PMID: 19079079 (this review article is freely available)

Thus it would appear that cell transplantation will not stop the disease. At best it will simply allow us to replace the lost cells and reverse some of the motor related features of the condition. Ideally, this approach would be conducted in concert with additional therapies that slow or halt the disease (such as a vaccine possibly).

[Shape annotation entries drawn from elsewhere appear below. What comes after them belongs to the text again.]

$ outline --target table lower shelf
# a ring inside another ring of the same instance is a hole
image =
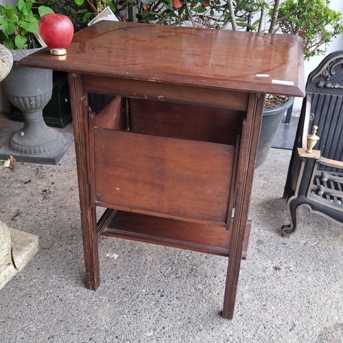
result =
[[[246,226],[242,259],[248,250],[251,221]],[[108,209],[98,222],[99,235],[229,256],[230,232],[223,225],[198,224]]]

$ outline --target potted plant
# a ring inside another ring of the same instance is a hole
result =
[[[0,5],[0,43],[10,49],[14,61],[42,48],[39,19],[53,11],[34,4],[34,0],[19,0],[14,7]],[[0,158],[12,155],[26,162],[58,163],[73,137],[48,128],[43,118],[42,110],[51,97],[51,71],[14,65],[3,82],[9,100],[23,111],[25,121],[23,128],[0,150]]]
[[[195,27],[297,34],[304,41],[304,58],[323,54],[326,45],[343,32],[340,12],[329,0],[117,0],[117,12],[136,12],[129,20]],[[134,10],[132,10],[132,9]],[[131,10],[130,10],[131,9]],[[125,19],[125,17],[124,17]],[[270,23],[268,29],[267,24]],[[323,47],[324,45],[324,47]],[[285,111],[293,98],[268,96],[263,112],[257,165],[267,157]],[[292,107],[290,108],[292,111]]]

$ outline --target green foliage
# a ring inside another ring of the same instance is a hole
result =
[[[326,45],[338,34],[343,33],[343,25],[340,23],[342,14],[329,8],[329,0],[314,0],[288,15],[307,1],[287,0],[282,3],[277,25],[283,34],[297,34],[303,38],[305,58],[309,59],[324,54]]]
[[[225,29],[230,23],[228,2],[222,0],[180,0],[182,7],[174,7],[173,0],[114,0],[116,14],[123,20],[164,25]],[[259,20],[252,23],[255,14],[268,8],[266,0],[236,0],[237,24],[247,31],[257,31]],[[134,10],[132,10],[134,9]],[[136,13],[133,17],[132,12]]]
[[[54,12],[45,6],[34,8],[34,0],[19,0],[15,7],[0,5],[0,42],[8,49],[39,47],[34,37],[41,16]]]
[[[113,12],[116,10],[113,0],[38,0],[38,3],[67,16],[73,22],[75,32],[87,26],[88,22],[107,6]]]

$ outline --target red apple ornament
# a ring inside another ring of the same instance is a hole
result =
[[[63,14],[49,13],[42,16],[38,23],[39,34],[50,48],[51,55],[65,55],[69,46],[74,27],[71,21]]]

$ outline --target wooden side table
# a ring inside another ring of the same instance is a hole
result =
[[[21,64],[69,73],[87,287],[100,235],[229,257],[232,318],[264,95],[305,95],[300,39],[102,21]]]

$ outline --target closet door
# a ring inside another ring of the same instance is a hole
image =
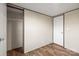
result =
[[[54,43],[63,46],[63,15],[54,18]]]
[[[0,4],[0,56],[6,55],[6,5]]]

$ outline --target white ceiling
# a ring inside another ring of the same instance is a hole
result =
[[[55,16],[79,8],[79,3],[14,3],[14,4],[49,16]]]

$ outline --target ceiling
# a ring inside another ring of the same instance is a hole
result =
[[[79,8],[79,3],[14,3],[49,16],[55,16]]]

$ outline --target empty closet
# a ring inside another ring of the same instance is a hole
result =
[[[7,49],[23,48],[23,11],[7,7]]]

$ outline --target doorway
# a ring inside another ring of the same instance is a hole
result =
[[[63,15],[54,18],[54,43],[64,46]]]
[[[7,6],[7,50],[24,52],[24,11]]]

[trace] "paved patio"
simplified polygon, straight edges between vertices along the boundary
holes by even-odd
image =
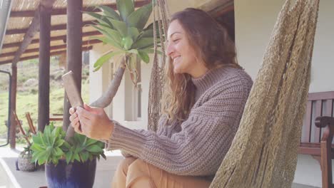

What next for cell transplantation?

Given the moral and ethical issues surrounding the use of fetal tissue, research has shifted towards using embryonic stem (ES) cells and turning them into midbrain dopamine neurons. And the results here have been very promising, with recent reports suggesting that ES cells can be converted into dopamine neurons and transplanted into rodent models of Parkinson’s disease with equal efficiency to that of fetal midbrain tissue.

Grelish-title

Title: Human ESC-derived dopamine neurons show similar preclinical efficacy and potency to fetal neurons when grafted in a rat model of Parkinson’s disease.
Authors: Grealish S, Diguet E, Kirkeby A, Mattsson B, Heuer A, Bramoulle Y, Van Camp N, Perrier AL, Hantraye P, Björklund A, Parmar M.
Journal: Cell Stem Cell. 2014 Nov 6;15(5):653-65.
PMID: 25517469

The take home message regarding cell transplantation is that at present it represents one of the only ways to replace what has been lost, but as of yet there is not an approved protocol for this approach in humans. As we said above, at best this should be considered experimental, and individuals selling expensive procedures should be avoided. The future looks very bright for this field, however, and we will keep you updated as more information comes to hand.

EDITORIAL NOTE: Happy new year everyone! We look forward to bringing you all the exciting news related to the science of Parkinson’s disease in 2016.